Saudi Arabia reopens Qatar border for hajj pilgrims
Riyadh, Saudi Arabia — Saudi Arabia announced on Thursday that it is reopening its border with Qatar to allow Qataris to attend the hajj, despite a monthslong rift between Doha and four Arab countries led by Riyadh that prompted both sides to trade accusations of politicizing the pilgrimage.
The decision came after Saudi Crown Prince Mohammed bin Salman held a surprise meeting with a Qatari royal family member whose branch of the family was ousted in a palace coup in 1972.
Saudi state media broke the news overnight. Qatar did not officially comment on the deal until its foreign minister was pressed on Thursday by reporters during a briefing in Sweden, some 12 hours later.
Foreign Minister Sheikh Mohammed bin Abdulrahman Al Thani said he welcomed the Saudi decision, but that the measures must also include a full lifting of the blockade.

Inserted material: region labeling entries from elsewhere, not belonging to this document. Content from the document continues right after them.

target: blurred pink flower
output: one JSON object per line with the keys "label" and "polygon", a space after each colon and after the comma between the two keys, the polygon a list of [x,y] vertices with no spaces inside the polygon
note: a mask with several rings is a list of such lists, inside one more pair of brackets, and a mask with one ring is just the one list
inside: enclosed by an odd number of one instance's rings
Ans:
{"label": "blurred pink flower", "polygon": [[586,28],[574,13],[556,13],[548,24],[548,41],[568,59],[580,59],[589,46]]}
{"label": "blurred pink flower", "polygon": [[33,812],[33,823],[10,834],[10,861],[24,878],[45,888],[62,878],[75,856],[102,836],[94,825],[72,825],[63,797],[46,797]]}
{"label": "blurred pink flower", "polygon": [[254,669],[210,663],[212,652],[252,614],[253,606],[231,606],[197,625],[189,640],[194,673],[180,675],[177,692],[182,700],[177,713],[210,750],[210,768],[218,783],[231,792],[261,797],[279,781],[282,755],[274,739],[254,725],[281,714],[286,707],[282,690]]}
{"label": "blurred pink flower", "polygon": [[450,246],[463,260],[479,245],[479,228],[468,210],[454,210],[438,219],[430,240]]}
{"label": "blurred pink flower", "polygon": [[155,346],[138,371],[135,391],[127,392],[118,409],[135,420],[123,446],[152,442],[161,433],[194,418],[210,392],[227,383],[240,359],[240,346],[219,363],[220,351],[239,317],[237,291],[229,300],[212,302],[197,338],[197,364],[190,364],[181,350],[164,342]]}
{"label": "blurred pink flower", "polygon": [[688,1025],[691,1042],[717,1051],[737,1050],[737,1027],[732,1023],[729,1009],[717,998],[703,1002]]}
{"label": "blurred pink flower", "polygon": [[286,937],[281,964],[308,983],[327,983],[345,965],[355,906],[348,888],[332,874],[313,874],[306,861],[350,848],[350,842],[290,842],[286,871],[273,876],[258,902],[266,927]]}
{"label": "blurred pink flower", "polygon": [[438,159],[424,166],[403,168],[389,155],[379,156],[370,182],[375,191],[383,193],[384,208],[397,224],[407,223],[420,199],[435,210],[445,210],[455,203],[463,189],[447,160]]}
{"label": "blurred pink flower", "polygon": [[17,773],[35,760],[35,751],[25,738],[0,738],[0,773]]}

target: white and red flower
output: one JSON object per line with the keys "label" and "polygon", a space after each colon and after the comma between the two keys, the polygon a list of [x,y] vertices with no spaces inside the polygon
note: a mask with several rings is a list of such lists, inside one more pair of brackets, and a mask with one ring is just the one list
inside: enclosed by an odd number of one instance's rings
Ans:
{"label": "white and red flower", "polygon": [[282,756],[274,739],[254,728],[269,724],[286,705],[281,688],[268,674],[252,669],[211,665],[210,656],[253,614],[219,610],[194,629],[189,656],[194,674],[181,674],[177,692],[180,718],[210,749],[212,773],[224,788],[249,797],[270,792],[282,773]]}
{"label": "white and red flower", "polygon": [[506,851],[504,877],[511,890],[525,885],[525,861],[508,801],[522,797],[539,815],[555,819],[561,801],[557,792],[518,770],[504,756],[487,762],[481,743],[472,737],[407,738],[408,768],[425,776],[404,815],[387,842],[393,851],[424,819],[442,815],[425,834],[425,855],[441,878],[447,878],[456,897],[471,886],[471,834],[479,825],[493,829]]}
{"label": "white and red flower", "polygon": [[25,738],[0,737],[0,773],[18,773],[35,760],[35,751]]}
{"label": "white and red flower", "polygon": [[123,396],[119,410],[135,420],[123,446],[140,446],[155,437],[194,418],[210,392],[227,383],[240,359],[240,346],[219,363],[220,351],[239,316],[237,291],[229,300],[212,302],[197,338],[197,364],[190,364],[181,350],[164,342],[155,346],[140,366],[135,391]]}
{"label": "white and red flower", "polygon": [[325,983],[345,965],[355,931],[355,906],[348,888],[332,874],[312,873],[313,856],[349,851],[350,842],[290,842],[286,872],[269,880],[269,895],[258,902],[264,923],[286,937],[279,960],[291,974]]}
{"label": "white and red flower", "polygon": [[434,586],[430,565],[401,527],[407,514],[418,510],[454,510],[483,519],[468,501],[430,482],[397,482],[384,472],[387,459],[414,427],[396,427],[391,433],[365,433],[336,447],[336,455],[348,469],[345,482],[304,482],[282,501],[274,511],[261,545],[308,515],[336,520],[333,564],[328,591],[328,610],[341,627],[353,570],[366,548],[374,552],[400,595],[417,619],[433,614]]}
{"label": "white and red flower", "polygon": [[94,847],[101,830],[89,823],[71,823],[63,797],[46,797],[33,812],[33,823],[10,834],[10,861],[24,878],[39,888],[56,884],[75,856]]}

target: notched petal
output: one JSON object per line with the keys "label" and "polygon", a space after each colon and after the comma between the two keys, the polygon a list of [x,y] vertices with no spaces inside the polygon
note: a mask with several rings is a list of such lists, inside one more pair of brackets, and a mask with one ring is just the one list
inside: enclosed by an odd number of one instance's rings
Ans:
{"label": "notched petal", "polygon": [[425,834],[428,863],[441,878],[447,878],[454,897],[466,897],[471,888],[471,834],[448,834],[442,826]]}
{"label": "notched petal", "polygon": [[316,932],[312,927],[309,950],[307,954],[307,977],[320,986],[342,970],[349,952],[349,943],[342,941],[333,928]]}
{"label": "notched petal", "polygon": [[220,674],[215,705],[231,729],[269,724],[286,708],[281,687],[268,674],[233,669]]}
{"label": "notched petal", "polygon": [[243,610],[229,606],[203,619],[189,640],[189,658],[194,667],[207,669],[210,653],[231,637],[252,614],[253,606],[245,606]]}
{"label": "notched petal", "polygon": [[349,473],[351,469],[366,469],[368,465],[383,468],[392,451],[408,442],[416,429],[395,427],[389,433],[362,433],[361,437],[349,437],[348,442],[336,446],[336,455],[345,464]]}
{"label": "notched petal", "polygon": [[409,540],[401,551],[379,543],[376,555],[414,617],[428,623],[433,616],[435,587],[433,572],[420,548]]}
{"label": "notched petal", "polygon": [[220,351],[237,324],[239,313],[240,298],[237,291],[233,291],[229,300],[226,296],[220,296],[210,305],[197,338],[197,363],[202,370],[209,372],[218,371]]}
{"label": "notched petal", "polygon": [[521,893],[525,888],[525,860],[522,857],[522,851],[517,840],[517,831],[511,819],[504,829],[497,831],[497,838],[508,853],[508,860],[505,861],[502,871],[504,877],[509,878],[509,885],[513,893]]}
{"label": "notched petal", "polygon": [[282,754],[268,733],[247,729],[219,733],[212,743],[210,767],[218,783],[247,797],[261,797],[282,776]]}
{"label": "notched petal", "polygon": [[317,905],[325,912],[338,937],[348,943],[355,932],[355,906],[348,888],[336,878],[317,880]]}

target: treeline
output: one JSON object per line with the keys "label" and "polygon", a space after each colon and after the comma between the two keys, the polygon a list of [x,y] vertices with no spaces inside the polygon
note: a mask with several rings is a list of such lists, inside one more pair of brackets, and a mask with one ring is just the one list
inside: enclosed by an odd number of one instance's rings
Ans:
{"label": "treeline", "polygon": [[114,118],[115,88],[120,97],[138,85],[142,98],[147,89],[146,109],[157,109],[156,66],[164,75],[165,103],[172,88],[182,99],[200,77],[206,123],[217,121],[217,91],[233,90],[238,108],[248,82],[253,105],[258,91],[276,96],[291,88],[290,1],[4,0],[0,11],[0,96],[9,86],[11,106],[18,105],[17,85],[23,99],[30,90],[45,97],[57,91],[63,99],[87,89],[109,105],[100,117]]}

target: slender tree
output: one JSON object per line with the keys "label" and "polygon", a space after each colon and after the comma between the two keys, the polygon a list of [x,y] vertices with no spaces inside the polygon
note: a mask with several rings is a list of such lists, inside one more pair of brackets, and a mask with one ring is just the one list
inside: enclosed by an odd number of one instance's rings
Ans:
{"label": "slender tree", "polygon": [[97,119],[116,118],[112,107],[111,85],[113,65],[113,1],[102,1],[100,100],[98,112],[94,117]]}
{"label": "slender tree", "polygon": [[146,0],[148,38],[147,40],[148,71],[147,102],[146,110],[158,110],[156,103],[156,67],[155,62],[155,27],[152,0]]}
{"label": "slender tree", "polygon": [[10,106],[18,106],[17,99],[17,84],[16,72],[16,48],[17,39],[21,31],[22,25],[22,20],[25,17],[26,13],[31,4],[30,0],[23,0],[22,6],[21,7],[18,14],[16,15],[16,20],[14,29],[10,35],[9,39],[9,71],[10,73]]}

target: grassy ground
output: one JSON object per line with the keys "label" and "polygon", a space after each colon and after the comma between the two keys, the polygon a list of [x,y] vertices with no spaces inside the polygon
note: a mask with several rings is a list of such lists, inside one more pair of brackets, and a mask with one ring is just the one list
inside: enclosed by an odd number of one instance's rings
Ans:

The way in which the deal was reached and announced out of Saudi Arabia raised questions about the level of the Qatari government’s involvement. Qatari officials did not immediately respond to an Associated Press request for comment.
The official Saudi Press Agency reported that Qatari pilgrims will be allowed to enter the kingdom by land and would then be flown onward from two Saudi airports in Dammam and al-Ahsa at the king’s expense. The king also ordered that aircraft from the country’s flagship carrier be dispatched to Qatar’s capital, Doha, to fly Qatari pilgrims to the Red Sea city of Jiddah — nearest to Mecca — and to host them at his expense for the hajj.
Saudi state TV said 100 Qataris had arrived at the border crossing on Thursday.
The decision came after Prince Mohammed met with Qatari royal family member Sheikh Abdullah Al Thani late Wednesday at a palace in Jiddah. Images broadcast on Saudi media showed the two men seated and smiling for cameras.
Sheikh Abdullah, who’s lived previously for some years in Saudi Arabia and has gone back on private visits, has no role in government and his last position was as head of the equestrian and camel racing federation in the 1970s and 1980s, said Gerd Nonneman, a professor of International Relations and Gulf Studies at Georgetown University in Qatar.
Sheikh Abdullah’s grandfather, father and brother were rulers of Qatar until a palace coup ousted his branch of the royal family in 1972.
“He’s certainly not an envoy of the Qatari government. This was not a deal that was struck,” Nonneman said, describing it as a Saudi “propaganda ploy” to catch the Qatari government off-guard.
He said Saudi outreach to various individuals within Qatar’s large royal family causes discomfort and “needles the Qatari leadership.”